À Chicago, des manifestants du Chicago Teachers Union ont réalisé une vidéo dans laquelle ils scandent « Nous sommes tous Oaxaca ! ».

Des protestations officielles et des appels à la libération des enseignants détenus ont aussi été émis par Josh Pechthalt, président de la California Federation of Teachers, par Eric Heins, président de la California Teachers Association, et par Lorretta Johnson, trésorière de l’American Federation of Teachers (AFT). Josh Pechthalt a demandé aux sections syndicales locales de Californie de rejoindre les manifestations et d’écrire au président mexicain, Enrique Peña Nieto.

« Nous subissons les mêmes attaques », leur a-t-il dit. « Les mêmes intérêts commerciaux dans nos deux pays cherchent à privatiser l’éducation publique, à affaiblir nos capacités à fonctionner en tant qu’éducateurs professionnels et socialement responsables, et à en finir avec nos droits de s’unir, de négocier collectivement et d’agir. »

Au Mexique, l’administration de Peña Nieto a été obligée d’entamer des négociations avec la CNTE, mais a annoncé qu’aucun changement de son programme de réforme de l’éducation ne serait à l’ordre du jour. Enrique Enriquez Ibarra, responsable du syndicat des enseignants de Mexico, a répondu en disant que les enseignants ne désarmeraient pas et continueraient d’élaborer un autre plan démocratique d’éducation.

Les manifestations et les grèves devraient se poursuivre, a-t-il ajouté, « jusqu’à ce que tous nos collègues renvoyés retrouvent leur emploi, que leurs salaires perdus soient versés et que nos comptes bancaires soient débloqués ».

Des trains à destination du port principal de Michoacán, Lázaro Cárdenas, ont été bloqués et le gouverneur de l’état a alors accepté de rencontrer la CNTE. Des autoroutes vers et sortant de la capitale de l’état du Chiapas, Tuxtla Gutiérrez, de la capitale de l’état de Guerrero, Chilpancingo, et de celle de l’état de Tabasco, Villahermosa, ont aussi été bloquées.

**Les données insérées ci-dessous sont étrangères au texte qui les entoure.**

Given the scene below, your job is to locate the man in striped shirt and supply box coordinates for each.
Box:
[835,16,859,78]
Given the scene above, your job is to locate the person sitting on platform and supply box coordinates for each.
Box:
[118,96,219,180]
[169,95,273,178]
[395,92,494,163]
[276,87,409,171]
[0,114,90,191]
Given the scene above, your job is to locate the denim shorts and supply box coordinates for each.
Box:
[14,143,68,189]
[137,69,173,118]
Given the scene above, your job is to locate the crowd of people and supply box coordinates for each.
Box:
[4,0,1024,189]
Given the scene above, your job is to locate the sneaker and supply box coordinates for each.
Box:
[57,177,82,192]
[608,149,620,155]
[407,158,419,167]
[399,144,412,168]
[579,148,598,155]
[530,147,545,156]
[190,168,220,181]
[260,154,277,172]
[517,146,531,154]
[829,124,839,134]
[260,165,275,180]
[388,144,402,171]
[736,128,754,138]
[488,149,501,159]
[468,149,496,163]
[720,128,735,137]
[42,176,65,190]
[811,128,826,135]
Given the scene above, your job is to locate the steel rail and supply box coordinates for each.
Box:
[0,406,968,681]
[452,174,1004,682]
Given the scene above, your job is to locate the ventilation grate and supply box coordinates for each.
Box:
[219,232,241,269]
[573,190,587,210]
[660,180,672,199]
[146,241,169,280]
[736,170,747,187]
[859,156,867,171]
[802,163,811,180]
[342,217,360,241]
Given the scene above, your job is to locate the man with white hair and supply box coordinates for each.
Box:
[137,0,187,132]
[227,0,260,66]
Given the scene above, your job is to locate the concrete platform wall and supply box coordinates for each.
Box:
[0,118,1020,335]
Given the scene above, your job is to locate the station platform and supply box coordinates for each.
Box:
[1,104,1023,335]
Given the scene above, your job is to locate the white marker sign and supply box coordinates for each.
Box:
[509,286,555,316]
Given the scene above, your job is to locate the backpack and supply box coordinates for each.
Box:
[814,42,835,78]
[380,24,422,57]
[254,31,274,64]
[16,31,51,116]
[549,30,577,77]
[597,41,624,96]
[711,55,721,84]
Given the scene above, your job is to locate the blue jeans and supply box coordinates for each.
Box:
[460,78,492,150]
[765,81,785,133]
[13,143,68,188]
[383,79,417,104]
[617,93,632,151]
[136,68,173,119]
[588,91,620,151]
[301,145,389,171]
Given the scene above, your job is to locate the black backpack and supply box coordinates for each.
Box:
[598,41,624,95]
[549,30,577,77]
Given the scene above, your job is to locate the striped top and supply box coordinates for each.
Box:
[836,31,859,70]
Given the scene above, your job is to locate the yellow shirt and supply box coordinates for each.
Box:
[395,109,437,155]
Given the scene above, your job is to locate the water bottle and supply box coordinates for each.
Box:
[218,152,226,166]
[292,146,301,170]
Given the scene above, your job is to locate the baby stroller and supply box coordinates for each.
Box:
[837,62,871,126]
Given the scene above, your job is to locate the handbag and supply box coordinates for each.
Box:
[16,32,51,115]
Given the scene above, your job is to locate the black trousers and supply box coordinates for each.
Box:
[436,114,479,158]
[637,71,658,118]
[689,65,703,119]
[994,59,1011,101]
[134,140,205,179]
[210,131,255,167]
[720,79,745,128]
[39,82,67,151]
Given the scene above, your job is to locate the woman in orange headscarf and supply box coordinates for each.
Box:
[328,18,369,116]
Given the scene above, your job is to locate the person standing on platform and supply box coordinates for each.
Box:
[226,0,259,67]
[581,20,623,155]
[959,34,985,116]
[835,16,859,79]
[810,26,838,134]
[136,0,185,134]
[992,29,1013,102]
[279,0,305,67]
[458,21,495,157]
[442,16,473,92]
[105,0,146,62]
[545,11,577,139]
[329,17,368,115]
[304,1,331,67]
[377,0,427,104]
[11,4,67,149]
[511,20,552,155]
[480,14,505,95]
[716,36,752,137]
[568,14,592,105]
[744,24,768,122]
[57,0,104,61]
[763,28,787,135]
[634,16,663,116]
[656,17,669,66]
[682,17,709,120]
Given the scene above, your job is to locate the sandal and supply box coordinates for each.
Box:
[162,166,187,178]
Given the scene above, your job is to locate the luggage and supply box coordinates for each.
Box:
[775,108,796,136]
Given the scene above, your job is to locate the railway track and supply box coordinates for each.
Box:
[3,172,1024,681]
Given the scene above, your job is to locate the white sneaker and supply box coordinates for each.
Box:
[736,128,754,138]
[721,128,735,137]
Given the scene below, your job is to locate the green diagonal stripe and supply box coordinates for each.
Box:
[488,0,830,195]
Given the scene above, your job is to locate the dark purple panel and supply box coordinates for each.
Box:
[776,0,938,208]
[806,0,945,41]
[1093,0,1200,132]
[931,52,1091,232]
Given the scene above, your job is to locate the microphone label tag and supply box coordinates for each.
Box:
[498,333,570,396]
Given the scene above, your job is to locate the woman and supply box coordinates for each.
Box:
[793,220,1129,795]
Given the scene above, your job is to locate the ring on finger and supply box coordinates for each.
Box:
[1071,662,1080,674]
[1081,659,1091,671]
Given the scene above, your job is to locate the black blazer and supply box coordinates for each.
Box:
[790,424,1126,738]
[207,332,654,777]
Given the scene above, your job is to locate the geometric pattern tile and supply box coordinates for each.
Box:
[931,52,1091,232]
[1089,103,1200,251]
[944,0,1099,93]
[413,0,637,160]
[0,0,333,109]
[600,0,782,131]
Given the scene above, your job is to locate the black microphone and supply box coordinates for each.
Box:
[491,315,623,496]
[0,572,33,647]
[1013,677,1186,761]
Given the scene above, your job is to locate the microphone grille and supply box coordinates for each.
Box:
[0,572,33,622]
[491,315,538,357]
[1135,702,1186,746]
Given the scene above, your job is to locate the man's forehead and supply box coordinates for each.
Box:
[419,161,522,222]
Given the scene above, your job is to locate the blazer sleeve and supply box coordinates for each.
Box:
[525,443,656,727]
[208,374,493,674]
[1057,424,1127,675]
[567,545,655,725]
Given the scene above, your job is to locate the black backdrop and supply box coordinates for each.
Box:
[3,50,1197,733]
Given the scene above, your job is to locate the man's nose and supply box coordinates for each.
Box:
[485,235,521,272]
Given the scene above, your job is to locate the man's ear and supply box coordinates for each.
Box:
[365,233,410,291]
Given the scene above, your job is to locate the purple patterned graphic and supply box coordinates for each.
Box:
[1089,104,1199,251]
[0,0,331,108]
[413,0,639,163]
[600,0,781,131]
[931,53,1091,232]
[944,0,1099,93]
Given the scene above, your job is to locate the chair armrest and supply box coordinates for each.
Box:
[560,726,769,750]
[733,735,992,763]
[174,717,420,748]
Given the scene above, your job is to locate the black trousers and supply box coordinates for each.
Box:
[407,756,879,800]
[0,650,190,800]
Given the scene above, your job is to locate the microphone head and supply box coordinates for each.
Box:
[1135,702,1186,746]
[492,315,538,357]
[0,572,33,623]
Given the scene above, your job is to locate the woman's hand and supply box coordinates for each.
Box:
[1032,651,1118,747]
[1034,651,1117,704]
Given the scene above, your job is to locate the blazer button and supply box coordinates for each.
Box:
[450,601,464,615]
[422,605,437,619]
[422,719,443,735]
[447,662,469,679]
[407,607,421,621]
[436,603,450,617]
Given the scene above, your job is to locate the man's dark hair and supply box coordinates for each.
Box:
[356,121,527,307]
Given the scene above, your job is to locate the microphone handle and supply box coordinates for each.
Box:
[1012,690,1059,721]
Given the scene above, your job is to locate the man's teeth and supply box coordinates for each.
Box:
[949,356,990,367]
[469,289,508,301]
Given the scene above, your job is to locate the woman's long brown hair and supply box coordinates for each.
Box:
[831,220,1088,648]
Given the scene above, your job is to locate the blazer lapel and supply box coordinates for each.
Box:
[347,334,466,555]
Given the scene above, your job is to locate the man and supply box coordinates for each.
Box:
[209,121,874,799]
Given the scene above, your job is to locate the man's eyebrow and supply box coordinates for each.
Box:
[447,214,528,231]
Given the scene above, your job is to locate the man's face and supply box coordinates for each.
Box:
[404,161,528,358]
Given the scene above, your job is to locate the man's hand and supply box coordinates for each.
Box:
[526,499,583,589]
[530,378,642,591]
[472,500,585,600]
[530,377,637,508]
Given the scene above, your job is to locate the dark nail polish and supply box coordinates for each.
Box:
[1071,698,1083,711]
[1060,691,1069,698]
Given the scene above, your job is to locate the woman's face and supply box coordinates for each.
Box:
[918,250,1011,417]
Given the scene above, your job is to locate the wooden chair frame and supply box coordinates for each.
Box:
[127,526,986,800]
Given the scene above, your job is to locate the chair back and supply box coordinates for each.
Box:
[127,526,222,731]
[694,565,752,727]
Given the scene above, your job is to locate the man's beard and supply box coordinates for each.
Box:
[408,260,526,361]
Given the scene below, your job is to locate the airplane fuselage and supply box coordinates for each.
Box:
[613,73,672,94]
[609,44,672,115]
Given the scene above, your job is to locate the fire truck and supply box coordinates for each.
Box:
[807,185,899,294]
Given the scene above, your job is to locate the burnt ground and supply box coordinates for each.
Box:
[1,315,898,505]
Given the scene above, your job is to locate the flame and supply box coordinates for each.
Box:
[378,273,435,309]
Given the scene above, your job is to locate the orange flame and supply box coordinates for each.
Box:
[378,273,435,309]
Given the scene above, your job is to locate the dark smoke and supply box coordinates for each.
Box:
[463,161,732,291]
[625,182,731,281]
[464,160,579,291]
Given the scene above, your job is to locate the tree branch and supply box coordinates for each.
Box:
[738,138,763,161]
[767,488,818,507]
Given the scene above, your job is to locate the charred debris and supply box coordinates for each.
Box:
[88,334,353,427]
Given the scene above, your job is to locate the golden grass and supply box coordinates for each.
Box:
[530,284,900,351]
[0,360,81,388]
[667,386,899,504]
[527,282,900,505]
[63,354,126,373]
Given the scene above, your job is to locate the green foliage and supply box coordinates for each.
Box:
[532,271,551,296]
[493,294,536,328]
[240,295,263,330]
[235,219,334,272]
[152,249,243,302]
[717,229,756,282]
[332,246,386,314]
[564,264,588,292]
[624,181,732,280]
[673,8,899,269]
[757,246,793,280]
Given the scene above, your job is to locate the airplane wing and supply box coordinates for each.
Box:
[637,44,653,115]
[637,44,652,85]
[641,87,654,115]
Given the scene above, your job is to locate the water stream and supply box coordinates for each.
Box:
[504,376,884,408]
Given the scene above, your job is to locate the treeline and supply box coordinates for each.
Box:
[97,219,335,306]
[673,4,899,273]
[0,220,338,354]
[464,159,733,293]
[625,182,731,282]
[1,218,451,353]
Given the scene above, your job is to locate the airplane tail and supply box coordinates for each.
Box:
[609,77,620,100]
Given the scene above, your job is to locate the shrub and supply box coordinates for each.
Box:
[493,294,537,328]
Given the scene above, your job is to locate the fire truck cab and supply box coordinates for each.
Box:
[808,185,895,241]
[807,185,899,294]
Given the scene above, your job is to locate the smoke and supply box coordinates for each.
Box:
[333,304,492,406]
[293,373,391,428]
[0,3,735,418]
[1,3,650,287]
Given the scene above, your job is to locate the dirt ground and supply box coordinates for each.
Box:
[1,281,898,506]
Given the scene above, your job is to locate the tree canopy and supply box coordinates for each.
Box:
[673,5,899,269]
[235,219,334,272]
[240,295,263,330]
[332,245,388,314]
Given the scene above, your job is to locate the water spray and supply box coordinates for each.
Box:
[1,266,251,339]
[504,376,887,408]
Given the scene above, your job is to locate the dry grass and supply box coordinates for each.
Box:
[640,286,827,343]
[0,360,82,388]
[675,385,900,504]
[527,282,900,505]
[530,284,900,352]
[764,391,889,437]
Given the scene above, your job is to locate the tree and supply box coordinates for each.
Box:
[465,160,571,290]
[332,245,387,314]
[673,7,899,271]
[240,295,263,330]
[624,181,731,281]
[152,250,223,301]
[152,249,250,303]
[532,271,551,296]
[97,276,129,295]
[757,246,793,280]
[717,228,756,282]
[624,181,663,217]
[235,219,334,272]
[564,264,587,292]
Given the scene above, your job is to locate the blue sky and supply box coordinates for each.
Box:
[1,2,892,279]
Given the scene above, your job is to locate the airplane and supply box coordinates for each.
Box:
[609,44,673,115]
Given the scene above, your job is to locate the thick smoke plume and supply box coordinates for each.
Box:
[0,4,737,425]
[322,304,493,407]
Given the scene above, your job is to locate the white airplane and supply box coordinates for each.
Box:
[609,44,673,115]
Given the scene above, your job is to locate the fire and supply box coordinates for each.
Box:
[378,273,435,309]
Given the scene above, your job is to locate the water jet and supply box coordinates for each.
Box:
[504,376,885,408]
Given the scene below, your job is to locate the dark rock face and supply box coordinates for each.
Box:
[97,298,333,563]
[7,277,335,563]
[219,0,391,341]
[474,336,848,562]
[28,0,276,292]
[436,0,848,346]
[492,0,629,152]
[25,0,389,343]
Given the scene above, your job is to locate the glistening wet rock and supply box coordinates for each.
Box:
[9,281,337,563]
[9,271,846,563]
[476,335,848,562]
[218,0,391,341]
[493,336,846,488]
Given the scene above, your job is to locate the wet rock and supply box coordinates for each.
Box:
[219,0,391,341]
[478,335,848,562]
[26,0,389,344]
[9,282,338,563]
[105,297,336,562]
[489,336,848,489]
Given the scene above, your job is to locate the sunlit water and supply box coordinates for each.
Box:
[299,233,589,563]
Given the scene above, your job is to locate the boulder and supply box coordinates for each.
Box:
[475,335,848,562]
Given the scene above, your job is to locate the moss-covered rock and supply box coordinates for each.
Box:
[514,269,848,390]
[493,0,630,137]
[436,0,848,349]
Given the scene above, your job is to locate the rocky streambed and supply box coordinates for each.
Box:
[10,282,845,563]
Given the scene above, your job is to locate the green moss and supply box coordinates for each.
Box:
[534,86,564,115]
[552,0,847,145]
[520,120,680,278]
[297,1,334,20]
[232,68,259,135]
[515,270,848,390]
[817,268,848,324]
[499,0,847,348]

Amanda, une mère de Tuxtla Gutiérrez, a déclaré à La Jornada que : « L’une de nos principales missions en tant que parents est aujourd’hui de protéger les écoles publiques alors que les enseignants font grève. » D’autres parents réclament l’annulation des frais de scolarité et l’abandon de la réforme du gouvernement.

Alors que les protestations se font de plus en plus fortes, le secrétariat de l’éducation publique a annoncé le 10 juillet qu’il interrompait le processus de licenciement des milliers d’enseignants. Le 16 juillet, lors d’une journée nationale de protestation, les Sections 7 et 40 du SNTE au Chiapas, ont occupé des stations de radio et de télévision pour informer le public des raisons qui les poussent à s’opposer à la réforme fédérale de l’éducation et pour condamner les tirs de Nochixtlán. Le même jour, des défilés ont eu lieu dans les états de Puebla, de Jalisco, d’Hidalgo et de Mexico.

Finalement, deux des enseignants emprisonnés, Aciel Sibaja et Roberto Abel Jimenez, ont été relâchés vers la mi-juillet et, même s’ils sont toujours derrière les barreaux, Rubén Núñez et Francisco Villalobos, ont été confirmés respectivement comme secrétaire général et secrétaire pour l’organisation de la Section 22 lors de la conférence mensuelle du syndicat.

« Si les récents dialogues entre la CNTE et le ministère de l’Intérieur sont prometteurs », a écrit Lorretta Johnson de l’AFT dans sa lettre destinée à l’Ambassadeur du Mexique aux États-Unis, « leur légitimité s’amoindrit à mesure que la détention de ces dirigeants se prolonge ».